Recently, everyone seems to have been preoccupied with generative AI, of which OpenAI’s ChatGPT, with its ability write articles and code and even solve math problems, has definitely had the strongest impact. As Microsoft has had a long standing partnership with OpenAI, in this article I will discuss how OpenAI services and models will be integrated into Microsoft’s products and services and show their location in the Microsoft Azure and Power Platform service architecture.
Introduction—types of artificial intelligence
At its core, AI is about creating intelligent machines that can perform tasks that would normally require human intelligence, such as understanding natural language, recognizing images, and making decisions. There are several subsets of AI, including machine learning, deep learning, and generative AI—see Figure 1.
- Machine learning is a subset of AI that involves training algorithms to learn from data and make predictions or decisions. This approach allows AI models to improve their performance over time as they are exposed to more data.
- Deep learning is a type of machine learning that uses neural networks to model complex patterns in data. These networks are composed of multiple layers of interconnected nodes, allowing them to learn and represent increasingly abstract features of the data.
- Generative AI is a type of deep learning that can produce new content or data based on existing data. This approach allows machines to generate new, original content that is similar to the input data, but not identical. For example, a generative natural language model could be trained on a dataset of texts and then generate new texts that are similar in style and content to the input texts.
Fig. 1 The subsets of AI
Beyond GPT 3—available Open AI models
Many Azure OpenAI services are built on deep learning models, while Open AI offers a set of generative AI models that can produce language, code, and images. These are the families of models provided by Open AI:
- GPT 4—All GPT models can understand and generate natural language or code. GPT 4 is an improvement over the publicly released GPT 3.5 model and is one of the most advanced AI models available.
- GPT-3.5—A set of models that improve on the less powerful GPT-3. It is possibly the most commonly used of all AI models, as it has been made available to the public through OpenAI’s chat service as part of the organization’s AI research.
- GPT-3—A precursor to the GPT-3.5 and GPT-4 models.
- DALL-E—A model that can generate and edit images based on natural language prompts.
- Whisper—A model that can convert sound to text.
- Embeddings—A set of models that can convert text into a numerical form.
- Moderation—A refined model that can detect whether text may be sensitive or dangerous.
- Codex—A set of models that can understand and generate code, including translating natural language into code.
Benefits and risks associated with AI
Generative AI technology offers many potential benefits for humanity, such as increasing creativity and innovation, improving quality and efficiency, and supporting education and culture. For example, a teacher can use generative models to generate questions based on some text or exercises in mere minutes, while a writer can get a rough draft of an article or blog post. Generative AI can help create new content or solve problems in an original, creative, and unconventional way. It can also help automate or improve tasks or processes that require large amounts of data or time.
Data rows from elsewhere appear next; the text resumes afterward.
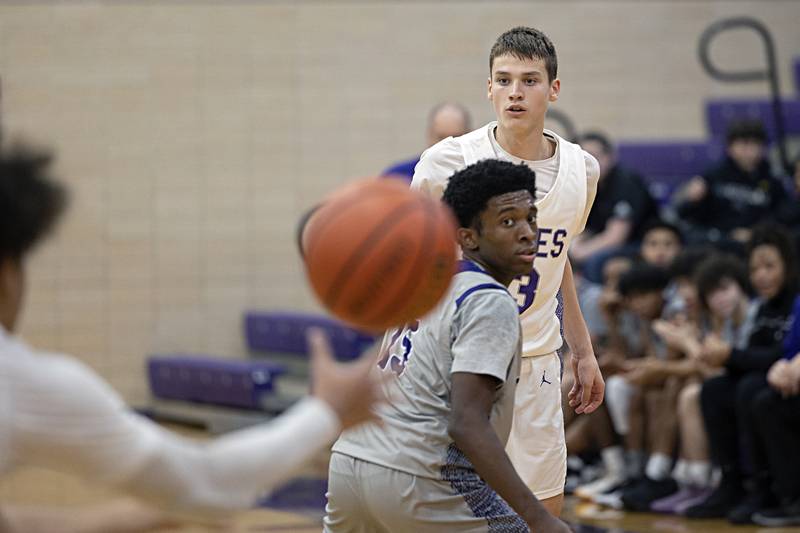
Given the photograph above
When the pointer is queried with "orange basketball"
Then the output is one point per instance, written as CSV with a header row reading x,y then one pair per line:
x,y
378,254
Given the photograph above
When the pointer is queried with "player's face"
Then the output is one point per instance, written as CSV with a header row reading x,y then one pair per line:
x,y
767,271
747,153
507,243
725,299
12,287
660,247
520,92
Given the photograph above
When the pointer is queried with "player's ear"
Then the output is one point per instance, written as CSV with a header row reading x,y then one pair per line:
x,y
467,238
555,90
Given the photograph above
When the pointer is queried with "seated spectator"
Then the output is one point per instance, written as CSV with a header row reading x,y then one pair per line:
x,y
661,243
447,119
726,399
642,290
622,206
722,288
726,201
789,215
777,414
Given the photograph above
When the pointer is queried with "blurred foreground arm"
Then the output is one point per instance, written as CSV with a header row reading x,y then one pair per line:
x,y
79,425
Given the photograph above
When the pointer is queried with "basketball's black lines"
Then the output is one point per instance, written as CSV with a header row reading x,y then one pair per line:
x,y
409,285
364,248
363,197
435,270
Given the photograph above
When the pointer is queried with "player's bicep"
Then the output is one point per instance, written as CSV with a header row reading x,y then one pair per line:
x,y
487,334
80,425
472,396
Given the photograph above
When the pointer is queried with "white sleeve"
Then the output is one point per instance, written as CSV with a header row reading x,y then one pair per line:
x,y
592,179
436,165
66,418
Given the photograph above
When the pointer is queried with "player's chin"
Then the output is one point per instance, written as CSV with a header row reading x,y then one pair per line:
x,y
523,264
On the other hand, we must also look at generative AI technology in the context of potential threats and challenges, such as violating copyright and ethical standards, losing control and trust, and reducing value and meaning. For example, generative AI may violate the copyrights or ethics of the creators of original content or data if it does not properly indicate its sources or obtain consent. Chat GPT 3.5 in its publicly available version does not cite sources, while image generation models, such as DALL-E and Stable Diffusion, have been accused of violating the copyright of artists whose style they imitate.
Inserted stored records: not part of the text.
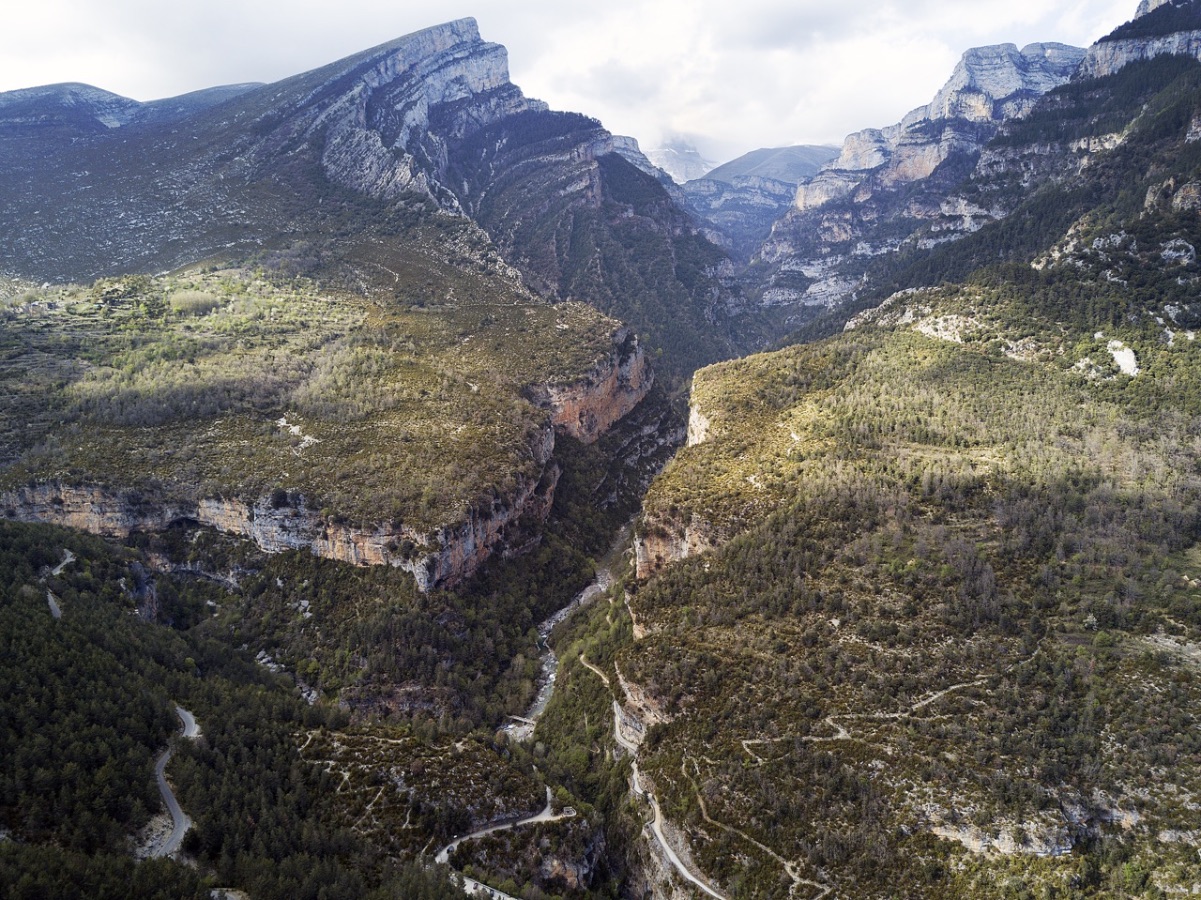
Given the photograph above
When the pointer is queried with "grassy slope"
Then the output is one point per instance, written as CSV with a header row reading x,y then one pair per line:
x,y
414,400
956,595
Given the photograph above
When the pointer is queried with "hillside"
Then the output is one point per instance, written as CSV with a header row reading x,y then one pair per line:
x,y
919,608
365,382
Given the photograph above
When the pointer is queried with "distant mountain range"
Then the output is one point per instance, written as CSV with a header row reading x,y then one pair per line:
x,y
363,371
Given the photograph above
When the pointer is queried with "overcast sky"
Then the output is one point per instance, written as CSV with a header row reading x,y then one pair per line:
x,y
730,76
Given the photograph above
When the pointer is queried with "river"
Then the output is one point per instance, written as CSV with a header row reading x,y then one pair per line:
x,y
521,728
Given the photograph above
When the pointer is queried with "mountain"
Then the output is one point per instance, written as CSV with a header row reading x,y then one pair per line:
x,y
918,612
84,108
329,152
890,183
358,387
741,200
681,161
790,165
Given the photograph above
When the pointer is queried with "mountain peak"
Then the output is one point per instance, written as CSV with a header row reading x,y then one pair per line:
x,y
1149,6
1161,28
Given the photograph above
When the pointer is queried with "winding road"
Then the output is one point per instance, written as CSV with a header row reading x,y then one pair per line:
x,y
521,727
547,815
180,822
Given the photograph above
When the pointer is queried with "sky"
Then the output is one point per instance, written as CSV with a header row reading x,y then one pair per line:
x,y
726,77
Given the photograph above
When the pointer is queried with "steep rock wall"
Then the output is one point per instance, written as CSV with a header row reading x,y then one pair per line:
x,y
1111,57
436,558
662,543
586,407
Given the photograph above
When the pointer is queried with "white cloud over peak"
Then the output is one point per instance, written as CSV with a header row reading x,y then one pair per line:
x,y
732,76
AI may also create false information—even inadvertently, as generative models are prone to hallucinate, especially if information in their training data is lacking. Bad actors may also use generative AI models to create content that is harmful to other people or the environment. Additionally, public AI models may collect a lot of sensitive information, such as personally identifying information, user account information, user content, and social media information.
Confidentiality and OpenAI
It is important for users to be aware of the potential risks associated with sharing their data with Open AI and to take steps to protect their privacy. For example, users can opt-out of sharing certain data with Open AI or take other measures to limit the amount of data they share. It is also important for users to be aware of the potential risks associated with using AI models that have been trained on large amounts of data, as these models may inadvertently reveal sensitive information about individuals or groups.
The EU AI Act
In this context it is worth commenting on the proposed European law on artificial intelligence, commonly known as the EU AI Act, which assigns applications of AI to three risk categories:
- Applications and systems that create an unacceptable risk, such as those involved with government-run social scoring of the type used in China, which are banned.
- High-risk applications, such as a CV-scanning tool that ranks job applicants, which are subject to specific legal requirements.
- Applications that are not explicitly banned or listed as high-risk are largely left
This law could become a global standard, determining the extent to which AI has a positive rather than negative effect on our lives.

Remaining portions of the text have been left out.